In gita a Chiasso: l’innovazione e la neoavanguardia

Arbasino è un uomo, prima che un artista, che vive di evoluzione e di aggiornamento continuo. Viaggia, si muove, apprende ciò che scrive il resto dell’Europa e se ne fa portavoce, in un’Italia che ritiene ancora troppo autoreferenziale, tanto da consigliare una gita a Chiasso (oltre il confine) agli intellettuali suoi contemporanei. Vive la sua omosessualità, apertamente dichiarata, con molta trasparenza: la sua narrazione dell’amore omoerotico manca del lirismo tragico di Pasolini, ma è leggera sia nelle forme espressive che nella trama, più vicina alle narrazioni americane. Ne L’Anonimo lombardo, definito dell’autore “romanzo epistolarfrocesco”, l’omosessualità studentesca è considerata in maniera assolutamente naturale, totalmente esente dal dramma della diversità. Allo stesso modo, in Fratelli d’Italia, il viaggio di due giovani omosessuali per l’Europa si pone quasi da cornice per fornire al lettore una visione completa sul panorama socioculturale italiano. La sua azione intellettuale si estende alla poesia, alla saggistica, alla critica, persino ad un attivo impegno politico che lo porterà, nel 1983, all’elezione alla Camera dei Deputati nelle liste repubblicane. La sua figura si mantiene, nonostante la volontà di mantenere un basso profilo, in contatto con le realtà contemporanee più attive sul piano intellettuale, quali il celeberrimo Gruppo 63 del quale è fervido partecipante. Scrive su Il Corriere della Sera e su La Repubblica, confermando anche nei pezzi giornalistici il suo stile ironico e crudo.

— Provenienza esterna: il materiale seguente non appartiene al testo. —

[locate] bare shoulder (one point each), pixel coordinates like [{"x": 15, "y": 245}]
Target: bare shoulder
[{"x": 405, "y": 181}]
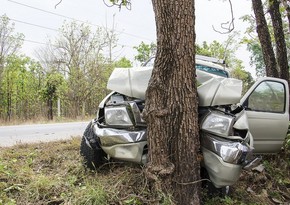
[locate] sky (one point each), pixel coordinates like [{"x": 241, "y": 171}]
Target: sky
[{"x": 39, "y": 20}]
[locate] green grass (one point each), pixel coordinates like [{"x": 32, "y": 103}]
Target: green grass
[{"x": 52, "y": 173}]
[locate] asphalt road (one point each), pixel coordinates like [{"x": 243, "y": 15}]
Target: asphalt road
[{"x": 12, "y": 135}]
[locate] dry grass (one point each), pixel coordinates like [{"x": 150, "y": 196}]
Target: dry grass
[{"x": 52, "y": 173}]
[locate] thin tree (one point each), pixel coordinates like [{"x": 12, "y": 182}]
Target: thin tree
[
  {"x": 265, "y": 39},
  {"x": 281, "y": 50}
]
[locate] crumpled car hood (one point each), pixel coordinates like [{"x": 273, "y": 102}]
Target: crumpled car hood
[{"x": 212, "y": 90}]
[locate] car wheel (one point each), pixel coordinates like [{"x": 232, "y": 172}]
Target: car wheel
[{"x": 90, "y": 149}]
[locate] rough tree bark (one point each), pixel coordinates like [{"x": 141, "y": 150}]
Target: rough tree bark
[
  {"x": 265, "y": 39},
  {"x": 171, "y": 104},
  {"x": 279, "y": 39},
  {"x": 287, "y": 7}
]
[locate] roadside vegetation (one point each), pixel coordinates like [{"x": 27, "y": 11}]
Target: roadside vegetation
[{"x": 52, "y": 173}]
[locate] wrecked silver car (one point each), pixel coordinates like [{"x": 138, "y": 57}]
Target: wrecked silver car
[{"x": 231, "y": 128}]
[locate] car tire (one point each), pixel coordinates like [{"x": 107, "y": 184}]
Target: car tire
[{"x": 90, "y": 149}]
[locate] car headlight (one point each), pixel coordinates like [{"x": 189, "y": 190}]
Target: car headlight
[
  {"x": 117, "y": 116},
  {"x": 217, "y": 123},
  {"x": 229, "y": 151}
]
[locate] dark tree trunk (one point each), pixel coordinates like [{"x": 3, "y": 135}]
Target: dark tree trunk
[
  {"x": 171, "y": 104},
  {"x": 50, "y": 109},
  {"x": 265, "y": 39},
  {"x": 279, "y": 39},
  {"x": 287, "y": 7}
]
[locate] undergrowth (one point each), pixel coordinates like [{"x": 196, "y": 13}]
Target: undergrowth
[{"x": 52, "y": 173}]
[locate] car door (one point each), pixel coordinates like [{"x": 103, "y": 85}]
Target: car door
[{"x": 267, "y": 107}]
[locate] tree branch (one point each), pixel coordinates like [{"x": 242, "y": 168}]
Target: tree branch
[
  {"x": 231, "y": 24},
  {"x": 57, "y": 4}
]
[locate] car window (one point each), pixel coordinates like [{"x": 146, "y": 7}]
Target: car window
[
  {"x": 269, "y": 96},
  {"x": 212, "y": 70}
]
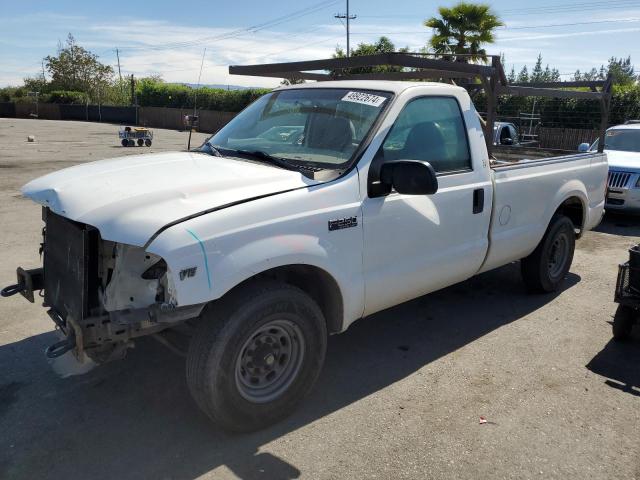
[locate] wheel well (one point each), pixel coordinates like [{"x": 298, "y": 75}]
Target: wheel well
[
  {"x": 316, "y": 283},
  {"x": 573, "y": 209}
]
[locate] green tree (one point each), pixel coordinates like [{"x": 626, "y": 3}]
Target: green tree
[
  {"x": 462, "y": 30},
  {"x": 523, "y": 76},
  {"x": 77, "y": 69},
  {"x": 383, "y": 45},
  {"x": 622, "y": 71},
  {"x": 537, "y": 74}
]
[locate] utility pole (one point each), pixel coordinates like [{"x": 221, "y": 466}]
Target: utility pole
[
  {"x": 133, "y": 90},
  {"x": 347, "y": 17},
  {"x": 119, "y": 72}
]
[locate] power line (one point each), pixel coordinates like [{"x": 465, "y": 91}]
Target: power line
[
  {"x": 348, "y": 18},
  {"x": 241, "y": 31}
]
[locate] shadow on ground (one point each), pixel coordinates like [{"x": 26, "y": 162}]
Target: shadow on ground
[
  {"x": 618, "y": 224},
  {"x": 135, "y": 418},
  {"x": 619, "y": 362}
]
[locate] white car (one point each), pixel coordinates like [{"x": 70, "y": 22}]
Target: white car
[
  {"x": 622, "y": 145},
  {"x": 318, "y": 205}
]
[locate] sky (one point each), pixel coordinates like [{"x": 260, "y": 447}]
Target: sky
[{"x": 169, "y": 38}]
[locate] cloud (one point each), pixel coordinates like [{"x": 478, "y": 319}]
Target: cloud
[{"x": 139, "y": 43}]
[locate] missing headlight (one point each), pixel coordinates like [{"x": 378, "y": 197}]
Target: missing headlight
[{"x": 155, "y": 271}]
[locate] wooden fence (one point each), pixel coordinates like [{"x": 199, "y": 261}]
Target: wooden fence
[{"x": 565, "y": 138}]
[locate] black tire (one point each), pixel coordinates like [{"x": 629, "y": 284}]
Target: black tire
[
  {"x": 623, "y": 322},
  {"x": 545, "y": 269},
  {"x": 215, "y": 371}
]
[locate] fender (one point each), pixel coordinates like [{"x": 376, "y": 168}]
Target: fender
[{"x": 210, "y": 254}]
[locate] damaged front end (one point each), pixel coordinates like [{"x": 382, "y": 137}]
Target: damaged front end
[{"x": 101, "y": 294}]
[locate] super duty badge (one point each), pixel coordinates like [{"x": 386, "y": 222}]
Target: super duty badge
[{"x": 341, "y": 223}]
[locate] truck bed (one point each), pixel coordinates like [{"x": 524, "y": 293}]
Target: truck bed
[
  {"x": 527, "y": 190},
  {"x": 509, "y": 156}
]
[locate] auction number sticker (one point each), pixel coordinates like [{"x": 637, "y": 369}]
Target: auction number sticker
[{"x": 364, "y": 98}]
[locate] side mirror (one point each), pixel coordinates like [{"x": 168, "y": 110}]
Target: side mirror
[
  {"x": 583, "y": 147},
  {"x": 410, "y": 177}
]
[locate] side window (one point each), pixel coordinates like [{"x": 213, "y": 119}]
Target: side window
[{"x": 430, "y": 129}]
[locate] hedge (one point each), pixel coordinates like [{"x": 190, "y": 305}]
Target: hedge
[{"x": 158, "y": 94}]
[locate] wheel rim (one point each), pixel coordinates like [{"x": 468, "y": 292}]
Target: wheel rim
[
  {"x": 269, "y": 361},
  {"x": 558, "y": 256}
]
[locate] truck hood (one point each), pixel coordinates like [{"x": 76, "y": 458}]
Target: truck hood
[
  {"x": 629, "y": 161},
  {"x": 129, "y": 199}
]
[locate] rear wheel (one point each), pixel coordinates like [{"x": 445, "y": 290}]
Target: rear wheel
[
  {"x": 255, "y": 355},
  {"x": 545, "y": 269},
  {"x": 623, "y": 322}
]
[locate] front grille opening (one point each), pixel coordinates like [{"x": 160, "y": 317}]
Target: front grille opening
[
  {"x": 71, "y": 255},
  {"x": 618, "y": 179}
]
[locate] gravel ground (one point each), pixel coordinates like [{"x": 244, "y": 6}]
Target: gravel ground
[{"x": 401, "y": 394}]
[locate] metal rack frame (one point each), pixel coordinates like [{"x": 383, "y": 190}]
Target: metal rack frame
[{"x": 491, "y": 76}]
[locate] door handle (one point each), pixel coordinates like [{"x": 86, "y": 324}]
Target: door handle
[{"x": 478, "y": 200}]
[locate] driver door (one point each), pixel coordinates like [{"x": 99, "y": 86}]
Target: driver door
[{"x": 416, "y": 244}]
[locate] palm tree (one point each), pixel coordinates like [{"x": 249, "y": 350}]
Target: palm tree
[{"x": 463, "y": 29}]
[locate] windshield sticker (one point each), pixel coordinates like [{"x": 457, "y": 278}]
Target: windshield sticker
[{"x": 364, "y": 98}]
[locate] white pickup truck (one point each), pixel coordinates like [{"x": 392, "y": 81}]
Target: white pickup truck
[{"x": 316, "y": 206}]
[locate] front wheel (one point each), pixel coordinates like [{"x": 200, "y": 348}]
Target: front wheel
[
  {"x": 255, "y": 355},
  {"x": 545, "y": 269}
]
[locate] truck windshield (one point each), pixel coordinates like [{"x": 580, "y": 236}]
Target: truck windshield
[
  {"x": 623, "y": 140},
  {"x": 307, "y": 127}
]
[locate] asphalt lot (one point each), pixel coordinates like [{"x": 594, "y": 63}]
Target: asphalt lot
[{"x": 401, "y": 394}]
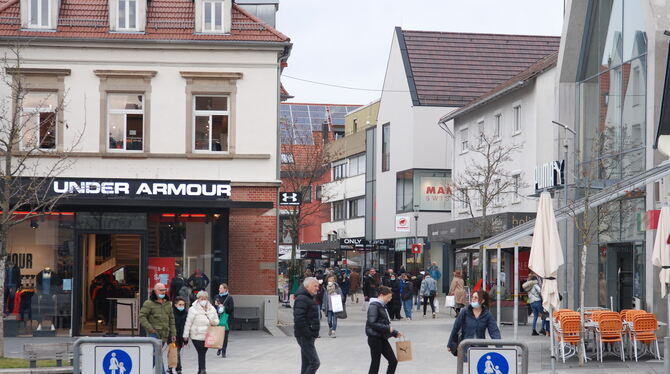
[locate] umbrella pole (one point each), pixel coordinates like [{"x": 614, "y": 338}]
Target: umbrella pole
[{"x": 516, "y": 290}]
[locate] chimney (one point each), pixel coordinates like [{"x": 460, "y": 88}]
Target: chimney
[{"x": 265, "y": 10}]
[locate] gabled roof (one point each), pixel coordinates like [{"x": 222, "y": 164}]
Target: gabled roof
[
  {"x": 518, "y": 81},
  {"x": 452, "y": 69},
  {"x": 166, "y": 20}
]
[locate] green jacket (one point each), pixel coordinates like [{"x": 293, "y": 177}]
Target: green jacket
[{"x": 157, "y": 318}]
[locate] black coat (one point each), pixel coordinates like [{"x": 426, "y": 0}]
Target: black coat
[
  {"x": 305, "y": 315},
  {"x": 378, "y": 324}
]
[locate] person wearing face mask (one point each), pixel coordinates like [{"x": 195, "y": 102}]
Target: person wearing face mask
[
  {"x": 180, "y": 314},
  {"x": 473, "y": 321},
  {"x": 224, "y": 304},
  {"x": 200, "y": 316},
  {"x": 332, "y": 288},
  {"x": 378, "y": 329}
]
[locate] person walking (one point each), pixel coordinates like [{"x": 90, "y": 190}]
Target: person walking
[
  {"x": 457, "y": 290},
  {"x": 180, "y": 314},
  {"x": 378, "y": 329},
  {"x": 156, "y": 315},
  {"x": 332, "y": 289},
  {"x": 406, "y": 295},
  {"x": 355, "y": 285},
  {"x": 428, "y": 291},
  {"x": 224, "y": 304},
  {"x": 200, "y": 316},
  {"x": 306, "y": 324},
  {"x": 473, "y": 321}
]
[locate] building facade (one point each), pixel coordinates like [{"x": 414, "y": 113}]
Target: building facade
[{"x": 167, "y": 176}]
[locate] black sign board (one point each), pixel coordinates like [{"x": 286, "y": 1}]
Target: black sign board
[{"x": 290, "y": 198}]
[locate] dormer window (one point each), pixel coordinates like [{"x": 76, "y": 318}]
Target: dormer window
[
  {"x": 127, "y": 15},
  {"x": 39, "y": 14},
  {"x": 212, "y": 16}
]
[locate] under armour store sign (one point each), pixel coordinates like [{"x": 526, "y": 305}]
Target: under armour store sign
[{"x": 142, "y": 189}]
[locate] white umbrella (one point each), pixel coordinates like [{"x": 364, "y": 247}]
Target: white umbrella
[{"x": 546, "y": 256}]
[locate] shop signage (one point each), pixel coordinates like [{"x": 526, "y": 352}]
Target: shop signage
[
  {"x": 142, "y": 188},
  {"x": 402, "y": 223},
  {"x": 550, "y": 175},
  {"x": 290, "y": 198}
]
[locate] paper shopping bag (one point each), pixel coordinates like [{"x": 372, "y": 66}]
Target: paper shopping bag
[
  {"x": 403, "y": 349},
  {"x": 173, "y": 360},
  {"x": 214, "y": 337},
  {"x": 336, "y": 303}
]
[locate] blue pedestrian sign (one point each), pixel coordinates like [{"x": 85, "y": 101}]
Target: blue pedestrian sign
[
  {"x": 492, "y": 360},
  {"x": 117, "y": 362}
]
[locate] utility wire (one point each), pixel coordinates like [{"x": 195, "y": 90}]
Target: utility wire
[{"x": 338, "y": 86}]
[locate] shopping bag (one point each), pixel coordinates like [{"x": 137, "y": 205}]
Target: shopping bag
[
  {"x": 172, "y": 356},
  {"x": 403, "y": 350},
  {"x": 336, "y": 303},
  {"x": 214, "y": 337}
]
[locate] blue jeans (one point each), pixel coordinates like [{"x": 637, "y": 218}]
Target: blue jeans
[
  {"x": 407, "y": 304},
  {"x": 536, "y": 306},
  {"x": 332, "y": 320}
]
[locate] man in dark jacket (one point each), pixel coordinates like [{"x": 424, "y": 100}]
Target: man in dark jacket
[{"x": 306, "y": 324}]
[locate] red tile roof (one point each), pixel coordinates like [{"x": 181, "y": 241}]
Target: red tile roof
[
  {"x": 452, "y": 69},
  {"x": 166, "y": 20}
]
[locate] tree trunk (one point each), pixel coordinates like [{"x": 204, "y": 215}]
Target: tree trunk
[{"x": 582, "y": 281}]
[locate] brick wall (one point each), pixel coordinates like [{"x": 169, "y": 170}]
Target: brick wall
[{"x": 253, "y": 234}]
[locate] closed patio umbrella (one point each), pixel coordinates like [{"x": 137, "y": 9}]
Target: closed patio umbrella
[{"x": 546, "y": 256}]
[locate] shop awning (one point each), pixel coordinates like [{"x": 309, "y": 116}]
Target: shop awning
[{"x": 606, "y": 195}]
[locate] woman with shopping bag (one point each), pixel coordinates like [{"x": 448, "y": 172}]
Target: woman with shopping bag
[
  {"x": 201, "y": 315},
  {"x": 332, "y": 304},
  {"x": 378, "y": 329}
]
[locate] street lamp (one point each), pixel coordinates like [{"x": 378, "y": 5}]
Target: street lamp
[{"x": 565, "y": 196}]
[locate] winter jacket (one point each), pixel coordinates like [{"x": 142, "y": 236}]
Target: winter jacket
[
  {"x": 326, "y": 305},
  {"x": 378, "y": 324},
  {"x": 457, "y": 289},
  {"x": 472, "y": 327},
  {"x": 306, "y": 322},
  {"x": 157, "y": 318},
  {"x": 198, "y": 321},
  {"x": 427, "y": 284}
]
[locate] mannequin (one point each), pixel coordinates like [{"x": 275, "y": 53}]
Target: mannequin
[{"x": 12, "y": 284}]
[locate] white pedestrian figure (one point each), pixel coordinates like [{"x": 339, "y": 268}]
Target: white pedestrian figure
[
  {"x": 488, "y": 366},
  {"x": 114, "y": 364}
]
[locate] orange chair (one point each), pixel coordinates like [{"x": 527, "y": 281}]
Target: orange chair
[
  {"x": 644, "y": 330},
  {"x": 610, "y": 330}
]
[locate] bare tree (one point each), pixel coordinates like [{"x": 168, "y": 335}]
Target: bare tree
[
  {"x": 29, "y": 156},
  {"x": 485, "y": 181}
]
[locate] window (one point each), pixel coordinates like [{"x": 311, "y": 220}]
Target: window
[
  {"x": 127, "y": 14},
  {"x": 40, "y": 13},
  {"x": 210, "y": 118},
  {"x": 386, "y": 147},
  {"x": 464, "y": 140},
  {"x": 125, "y": 123},
  {"x": 357, "y": 207},
  {"x": 212, "y": 16},
  {"x": 287, "y": 158},
  {"x": 338, "y": 210},
  {"x": 39, "y": 119},
  {"x": 496, "y": 126},
  {"x": 517, "y": 119},
  {"x": 340, "y": 170},
  {"x": 357, "y": 165}
]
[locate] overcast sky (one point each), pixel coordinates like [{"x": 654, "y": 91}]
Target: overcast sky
[{"x": 346, "y": 42}]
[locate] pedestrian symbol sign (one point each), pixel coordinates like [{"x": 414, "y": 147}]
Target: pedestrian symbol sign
[
  {"x": 492, "y": 360},
  {"x": 117, "y": 362}
]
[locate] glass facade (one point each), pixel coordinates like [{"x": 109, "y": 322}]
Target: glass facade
[{"x": 611, "y": 122}]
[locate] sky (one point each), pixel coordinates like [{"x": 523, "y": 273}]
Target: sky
[{"x": 347, "y": 42}]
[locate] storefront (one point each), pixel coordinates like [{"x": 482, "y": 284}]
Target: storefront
[{"x": 87, "y": 267}]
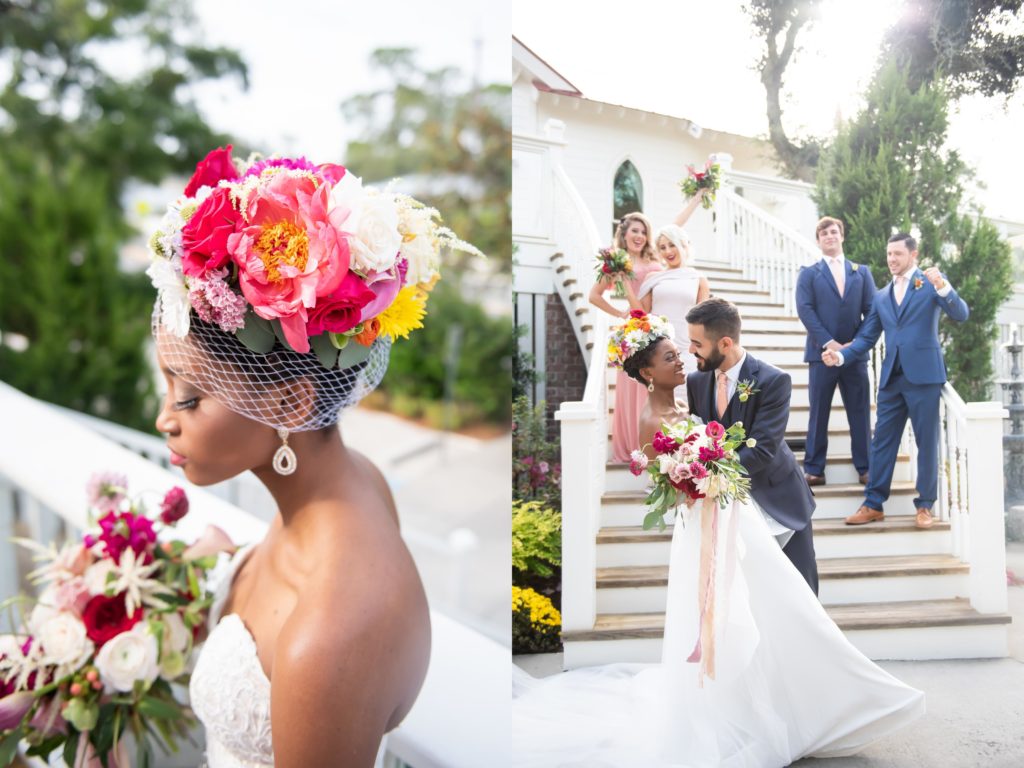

Alberto Arbasino, uomo e autore

L’immagine dell’uomo Alberto Arbasino che ci viene restituita dalle interviste e dalle testimonianze non è molto diversa dall’immagine che i suoi scritti ci offrono. Durante la cerimonia di premiazione del premio letterario Boccaccio, a Certaldo, abbandonò la sala, spazientito da convenevoli troppo prolissi: “Sono qui da due giorni a sentire fanfaluche e convenevoli. Io questo premio non lo voglio, tenetevelo, me ne vado”. Persino all’interno della discussione ancora immatura sui diritti del mondo LGBTQ+, pur facendone parte, si pose spesso in maniera polemica e critica. Si distaccò da prese di posizione politica estrema, criticando il fascismo come il comunismo per gli aspetti che non condivideva. Il suo viaggiare poliedrico fra le varie realtà fisiche ed artistiche ha sicuramente marchiato a fuoco la letteratura di un’epoca difficile come la sua, offrendo al lettore di oggi spaccati sinceri, composti secondo nuove forme. Il suo dono al mondo di oggi, insieme ad opere dal valore inestimabile, è un pungente sorriso carico di sarcasmo. Grazie, Alberto. Che la terra ti sia lieve.